Detection Performance Evaluation of Boosted Random Ferns (Pattern Recognition and Image Analysis)

Abstract

We present an experimental evaluation of Boosted Random Ferns in terms of the detection performance and the training data. We show that adding an iterative bootstrapping phase during the learning of the object classifier, it increases its detection rates given that additional positive and negative samples are collected (bootstrapped) for retraining the boosted classifier. After each bootstrapping iteration, the learning algorithm is concentrated on computing more discriminative and robust features (Random Ferns), since the bootstrapped samples extend the training data with more difficult images.

The resulting classifier has been validated in two different object datasets, yielding successful detections rates in spite of challenging image conditions such as lighting changes, mild occlusions and cluttered background.

Introduction

In the last years a large number of works have been addressed for detecting objects efficiently [1-3]. Some of them use boosting algorithms with the aim of computing a strong classifier from a collection of weak classifiers which could be calculated very fast. One well-known and seminal work is the detector proposed by Viola and Jones [2]. It relies on simple but fast features (Haar-like features) that in combination, by means of AdaBoost, yields a powerful and robust classifier. Nevertheless, this sort of methods depends strongly on the number of image samples used for learning the classifier. In a few words, more training samples (object and non-object samples) means a better detector performance. This fact is an important drawback when datasets with a reduced number of images are used. Traditionally, methods tend to introduce image transformations over the training data in order to enlarge the dataset, and to collect a large number of random patches over background images as negative samples.

Recently, Random Ferns [4] in addition to a boosting phase have shown to be a good alternative for detecting object categories in an efficient and discriminative way [3]. Although this method has shown impressive results in spite of its simplicity, its performance is conditioned to the size of its training data.
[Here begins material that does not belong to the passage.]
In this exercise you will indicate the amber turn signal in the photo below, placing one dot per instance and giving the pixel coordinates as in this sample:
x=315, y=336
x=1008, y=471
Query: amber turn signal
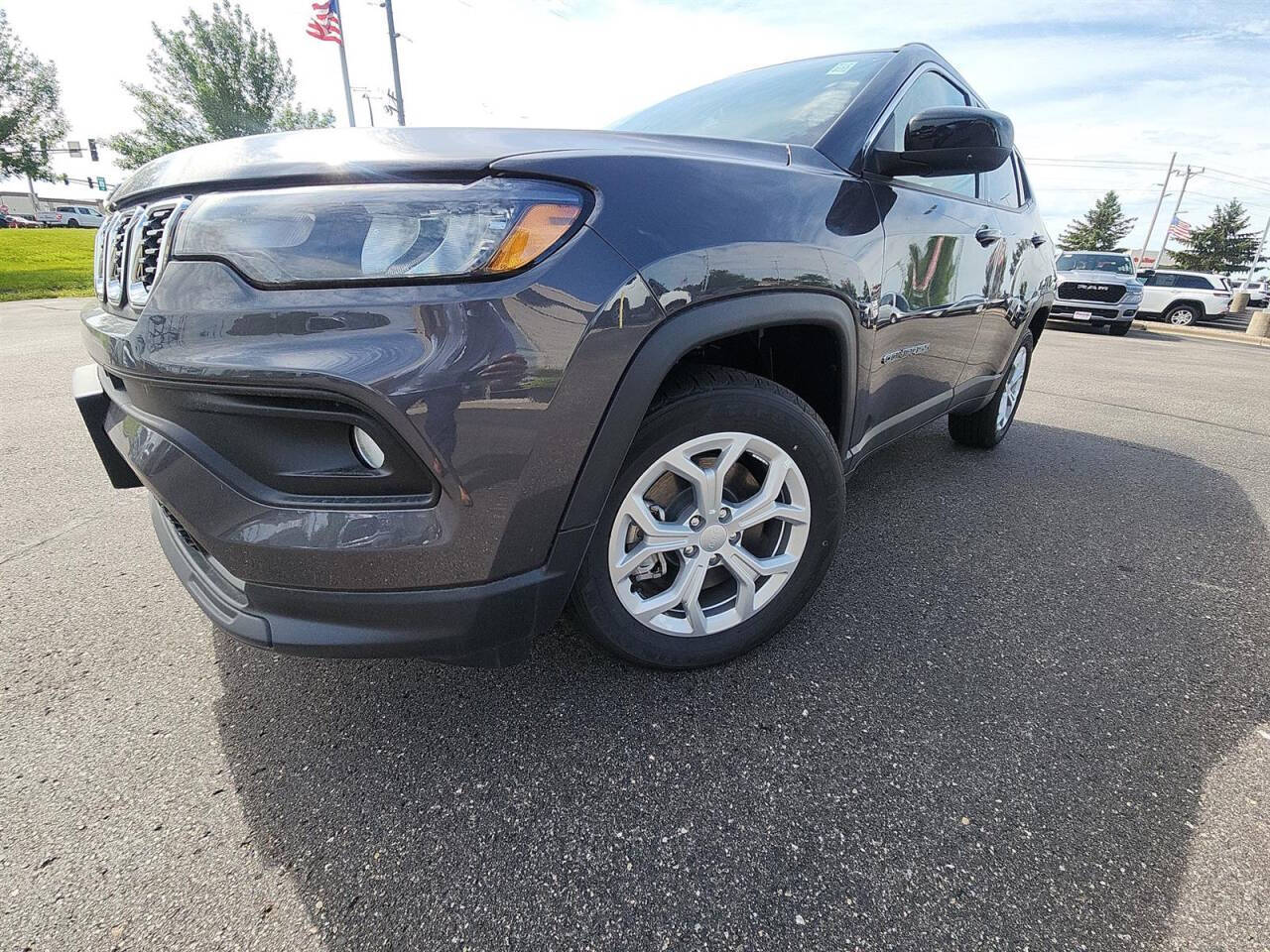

It is because boosting requires a large number of training samples and because each Fern has an observation distribution that depends on the number of features forming the Fern. As larger this distribution is, more training samples are needed.

In this work, we evaluate the Boosted Random Ferns (BRFs) according to the size and quality of the training data. Furthermore, we demonstrate that adding a bootstrapping phase during the learning step the BRFs improves its detection rates. In summary, the bootstrapping phase allows to having more difficult samples with which to retraining the BRFs and therefore to obtain a more robust and discriminative object classifier.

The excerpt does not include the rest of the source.